Agency

It is a terrible thing to see and have no vision.” – Helen Keller

The computer may have vision, but it has no idea what to do with what it sees.

how a result is obtained or an end is achieved

Making an Agent of the Computer

What does the computer see?

The proper response to the changing input of our head position is for the computer to render the world from that point of view.

The mathematical equations that dictate the rendering of the world require only the position and orientation of the viewer.

However, when we want the computer to understand what we are looking at, we have a problem:

• are we looking at the object along the direct line of sight?
• are we looking at an object behind the first object in the line of sight?
• should we consider some area around the line of sight?
• should we choose the closest object in that area?

What does it feel?

How should we indicate to the computer that our hand is “inside” of an object?

This also poses questions:

• must the whole of the hand be inside?
• must only the “center” of the hand be inside?
• what is inside if the object is an irregular shape?

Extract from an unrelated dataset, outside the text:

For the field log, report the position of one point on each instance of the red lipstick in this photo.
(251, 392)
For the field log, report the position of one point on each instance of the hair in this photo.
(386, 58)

As a result, the situation must be simplified:

• some point relative to the tracked hand position is chosen as the center of the hand
• a volume, often using simple shapes, is used to define the extent of the object

How should we indicate to the computer that our hand is “touching” an object?

Again, this also poses questions:

• are we referring to the virtual hand or the physical hand?
• how will the user know when they are touching something?
• what if both the hand and the object being touched are complicated models?

As a result, the following is true:

• real-time computer graphics often do not have the luxury of testing each polygon in the scene against each polygon on the hand or other objects
• a simplified model of the hand, called the collision object, is usually used
• testing a short line segment against a number of polygons is significantly less intensive
• several line segments can be used to approximate the volume of the hand

What does it hear?

If our hand is reduced to a center point or a few bulky line segments, then our ability to communicate with the environment is significantly less than real life.

We are accustomed to not only moving our hand to objects, but interacting with them in a complicated manner such as grabbing them, pushing buttons, moving them on the surface.

Some other mean of indicating our intentions is necessary if we are not using a tracking system that can monitor the tips of the fingers and a real-time system that can make sense of those inputs.

As a result, the following is true:

• most computer systems work best with discrete events such as on/off, inside/outside, yes/no
• most interfaces, including the familiar desktop interface, work best when the input is reduced to discrete events (left click, right click) and simple analog inputs (i.e. mouse X and Y position)
• even systems that track the position of the fingers incorporate the ability to send discrete button signals by touching the fingers together – data gloves

People often ask why we do not use voice recognition in the cave.

If voice recognition is so useful for getting things done then why don’t 99.99% of the desktop computer users in the world use it?

People will be doing productive work in virtual environments long before they abandon the visual and motor oriented relationship they now enjoy with the computer.